KARACHI, Jan 10: The share market on Monday passed through an overdue technical correction late in the session after a robust reopening aided by positive news from the political front but the early strong run-up could not be sustained on foreign selling.
An idea of easing of political tension after the prime minister promised to the PML-N high ups to hold talks on their demands linked to economic reforms and others, may well be had from the fact the benchmark breached through the barrier of 12,500 at 12,535.77.But late foreign and institutional profit-selling at the higher levels pushed it down to finish with a net fall of 82.34 points at 12,306.70.
“The OGDC, which jumped up by 3.2 per cent last week on strong support, was the villain of the game”, said a leading analyst Samar Iqbal and added: It lost more than 1.5 per cent or 36 points alone and dragged the entire market, notably oil sector along with it owing to its massive weightage in the benchmark.”
Although active speculative support in Engro Corporation aided by reports of successful trial production run allowed it to close higher from the low of 12,266.07, but the overall decline could not be wiped out, he said.
“The crossing of the barrier of 12,500 reflects how much importance investors, notably foreign attach to the sanity on the political front”, commenting on the meteoric rise of the index said an analyst Hasnain Asghar Ali.
But he said the fall is technical and there is no reason to believe the current run-up is overdone and hoped the rally would continue in the coming sessions also.
Apart from institutional selling, the other factor, which triggered selling, was Moody's statement of a possible downgrading of Pakistan's sovereign rating if the IMF demand on energy subsidy was not met, another analyst Ahsan Mehanti said.
Leading gainers were led by Rafhan Maize, and Clariant Pakistan, up by Rs14.34 and 8.56 followed by Sapphire Fibre, Pakistan Services, Shezan International, and Engro Corporation, which posted gains ranging from Rs5 to 6.15.
Prominent losers, included Nestle Pakistan and Unilever Pakistan, off by Rs23.60 and Rs45.08. They were followed by Exide Pakistan, Indus Dyeing, Wyeth Pakistan, Unilever Foods, Colgate Pakistan, PECO and Siemens Pakistan, which fell by Rs4.81 to Rs19.95.
Traded volume fell to 135.400m shares from the previous 152m shares as losers held a fair lead over the gainers at 217 to 166, with 24 shares holding on to the last levels.
The active list was topped by SilkBank, steady 12 paisa at Rs2.93 on 18m shares followed by Lotte Pakistan, easy seven paisa at Rs14.66 on 15m shares, Fauji Fertiliser Bin Qasim, up 21 paisa at Rs38.65 on 13m shares, Engro Corporation, higher by Rs6.45 at Rs208 on 7m shares, KESC, easy by nine paisa at Rs3.07 on 6m shares, National Bank, lower by 55 paisa at Rs77.10 on 4m shares, and NIB Bank, lower by eight paisa at Rs3.09 on 4m shares.

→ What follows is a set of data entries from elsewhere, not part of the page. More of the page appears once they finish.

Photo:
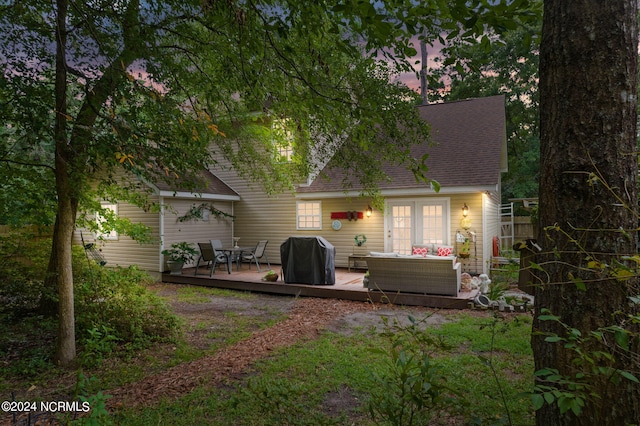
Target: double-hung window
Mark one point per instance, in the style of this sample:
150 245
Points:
309 215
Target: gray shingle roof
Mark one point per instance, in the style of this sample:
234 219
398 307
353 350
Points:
208 183
469 148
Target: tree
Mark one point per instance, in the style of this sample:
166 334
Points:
508 66
585 337
154 87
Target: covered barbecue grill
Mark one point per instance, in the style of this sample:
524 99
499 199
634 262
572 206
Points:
308 260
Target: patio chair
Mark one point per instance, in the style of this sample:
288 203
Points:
211 258
257 254
219 249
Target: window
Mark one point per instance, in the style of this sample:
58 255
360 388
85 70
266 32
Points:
110 213
416 222
309 215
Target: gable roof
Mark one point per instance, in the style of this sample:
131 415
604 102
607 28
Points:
469 148
209 187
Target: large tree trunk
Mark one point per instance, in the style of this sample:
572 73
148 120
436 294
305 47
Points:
60 262
588 196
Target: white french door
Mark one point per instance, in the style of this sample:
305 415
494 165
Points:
411 222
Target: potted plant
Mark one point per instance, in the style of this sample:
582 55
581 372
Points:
270 276
465 249
178 255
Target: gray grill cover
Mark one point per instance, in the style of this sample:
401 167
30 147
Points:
308 260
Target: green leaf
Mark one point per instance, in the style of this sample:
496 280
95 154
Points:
628 375
622 339
537 401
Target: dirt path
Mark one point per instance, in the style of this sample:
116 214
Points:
306 319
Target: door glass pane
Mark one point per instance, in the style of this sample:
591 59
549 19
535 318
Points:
401 229
433 230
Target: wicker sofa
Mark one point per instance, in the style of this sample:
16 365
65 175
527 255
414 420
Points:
412 274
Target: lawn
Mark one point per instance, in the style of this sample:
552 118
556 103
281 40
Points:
378 363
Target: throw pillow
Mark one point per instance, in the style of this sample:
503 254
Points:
445 251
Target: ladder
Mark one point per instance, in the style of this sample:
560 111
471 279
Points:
507 227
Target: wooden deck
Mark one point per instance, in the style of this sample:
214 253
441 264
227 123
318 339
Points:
348 286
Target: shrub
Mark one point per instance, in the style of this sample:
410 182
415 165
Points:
113 308
116 299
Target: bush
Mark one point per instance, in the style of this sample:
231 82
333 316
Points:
112 305
116 299
23 262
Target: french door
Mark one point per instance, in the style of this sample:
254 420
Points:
411 222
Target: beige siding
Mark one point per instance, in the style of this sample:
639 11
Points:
124 251
492 226
273 218
195 231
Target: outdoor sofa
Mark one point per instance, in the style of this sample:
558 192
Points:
438 275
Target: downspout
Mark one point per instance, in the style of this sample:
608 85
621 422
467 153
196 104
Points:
233 220
160 255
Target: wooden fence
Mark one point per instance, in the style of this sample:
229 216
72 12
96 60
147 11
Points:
523 228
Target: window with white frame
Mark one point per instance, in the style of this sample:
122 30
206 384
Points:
309 215
111 210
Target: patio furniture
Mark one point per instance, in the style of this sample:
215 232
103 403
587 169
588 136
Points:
431 275
234 254
257 254
308 260
211 258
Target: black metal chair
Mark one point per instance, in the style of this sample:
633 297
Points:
211 257
257 254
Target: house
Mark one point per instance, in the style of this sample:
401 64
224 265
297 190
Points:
467 160
183 215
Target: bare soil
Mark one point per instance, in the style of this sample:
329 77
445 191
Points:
305 318
209 319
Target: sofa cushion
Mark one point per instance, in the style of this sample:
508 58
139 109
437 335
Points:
382 254
420 250
444 250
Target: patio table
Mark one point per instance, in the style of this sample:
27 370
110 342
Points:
235 252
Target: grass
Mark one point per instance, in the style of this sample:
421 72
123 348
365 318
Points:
326 381
295 385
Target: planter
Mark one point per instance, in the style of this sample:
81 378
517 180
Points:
270 277
175 267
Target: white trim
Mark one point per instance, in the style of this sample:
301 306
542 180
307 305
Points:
111 235
416 221
400 192
298 227
191 195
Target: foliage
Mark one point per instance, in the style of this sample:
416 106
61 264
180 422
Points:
22 260
114 304
181 252
510 66
597 353
197 212
337 369
114 310
411 388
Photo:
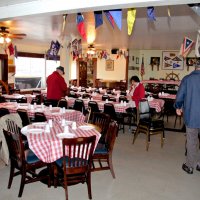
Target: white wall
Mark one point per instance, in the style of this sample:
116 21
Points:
119 69
148 69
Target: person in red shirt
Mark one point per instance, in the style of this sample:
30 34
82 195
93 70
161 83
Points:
137 91
56 85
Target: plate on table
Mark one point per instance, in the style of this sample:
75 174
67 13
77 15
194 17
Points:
68 122
69 110
86 127
39 124
23 104
24 130
65 135
35 130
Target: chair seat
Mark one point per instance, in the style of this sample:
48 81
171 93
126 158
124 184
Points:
153 124
59 162
31 158
101 149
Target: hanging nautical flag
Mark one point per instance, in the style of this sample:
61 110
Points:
151 13
117 16
168 11
11 49
197 46
186 46
109 17
98 18
142 72
16 52
131 14
81 26
54 49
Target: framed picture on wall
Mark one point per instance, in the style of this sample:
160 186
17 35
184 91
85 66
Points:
109 65
137 60
191 61
172 60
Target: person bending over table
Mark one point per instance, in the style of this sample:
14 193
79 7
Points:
137 91
56 86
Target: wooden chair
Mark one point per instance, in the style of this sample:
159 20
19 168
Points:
93 108
147 124
25 165
101 120
22 100
4 111
110 110
13 128
24 117
104 97
40 117
63 103
75 166
79 106
103 153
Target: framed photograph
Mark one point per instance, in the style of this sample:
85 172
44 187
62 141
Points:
191 61
109 65
155 61
137 60
172 60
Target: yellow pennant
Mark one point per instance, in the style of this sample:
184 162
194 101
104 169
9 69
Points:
131 14
168 11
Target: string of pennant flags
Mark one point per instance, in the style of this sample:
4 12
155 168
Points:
114 17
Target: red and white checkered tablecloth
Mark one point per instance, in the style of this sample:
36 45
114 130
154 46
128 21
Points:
168 96
54 114
157 104
118 106
48 147
19 96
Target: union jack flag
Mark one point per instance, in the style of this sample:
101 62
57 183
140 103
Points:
142 72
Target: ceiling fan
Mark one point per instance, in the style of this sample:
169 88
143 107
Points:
5 35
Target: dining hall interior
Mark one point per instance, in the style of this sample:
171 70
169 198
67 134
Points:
100 49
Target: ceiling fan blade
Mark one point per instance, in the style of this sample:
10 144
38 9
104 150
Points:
16 35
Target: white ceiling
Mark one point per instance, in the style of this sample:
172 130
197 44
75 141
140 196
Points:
165 33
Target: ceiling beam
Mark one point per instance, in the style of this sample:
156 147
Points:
18 8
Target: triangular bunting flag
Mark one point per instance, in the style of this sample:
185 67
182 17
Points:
167 65
81 26
110 18
16 52
176 65
176 59
197 46
186 46
142 72
131 14
117 16
151 13
166 58
11 49
98 18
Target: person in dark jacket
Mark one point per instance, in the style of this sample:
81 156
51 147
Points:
137 91
56 85
188 103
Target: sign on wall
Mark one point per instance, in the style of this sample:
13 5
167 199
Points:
172 60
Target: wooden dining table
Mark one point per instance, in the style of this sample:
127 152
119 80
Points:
10 97
157 104
55 113
47 146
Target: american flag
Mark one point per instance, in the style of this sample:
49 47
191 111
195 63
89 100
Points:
142 72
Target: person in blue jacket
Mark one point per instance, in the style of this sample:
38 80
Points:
188 103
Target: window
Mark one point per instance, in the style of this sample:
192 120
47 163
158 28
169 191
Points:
31 72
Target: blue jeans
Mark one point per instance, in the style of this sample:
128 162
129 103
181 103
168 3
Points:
193 152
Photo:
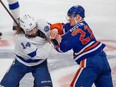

They were followed by D.G. Khan Cement, lower 34 paisa at Rs30.14 on 4m shares, Attock Refinery, easy by five paisa at Rs130.58 also on 4m shares, and Bank of Punjab, lower by 28 paisa at Rs9.65 on 3m shares. FUTURE CONTRACTS:
Engro Corporation led the list of actives on this counter, sharply higher by Rs6.48 at Rs209.26 on 1.595m shares followed by Fauji Fertiliser Bin Qasim, steady by 23 paisa at Rs38.87 also on large volume of 1.174m shares and Pakistan Oilfields, higher by Rs1.63 at Rs322.82 on 0.853m shares.
Others, which followed them, were led by D. G. Khan Cement, lower by 23 paisa at Rs30.35 on 0.566m shares and National Bank, easy by 46 paisa at Rs77.62 on 0.435m shares. DEFAULTER COS:
The activity on this counter was relatively slow in the absence of active investors and as a result, price changes were fractional.
Japan Power came in for renewed selling and fell fractionally by one paisa at Rs1.72 on 90,433 shares followed by Crescent Jute, up 14 paisa at Rs1.14 on 38,596 shares, and Haydery Construction, unchanged at Rs0.70 on 30,061 shares. Others were modestly traded.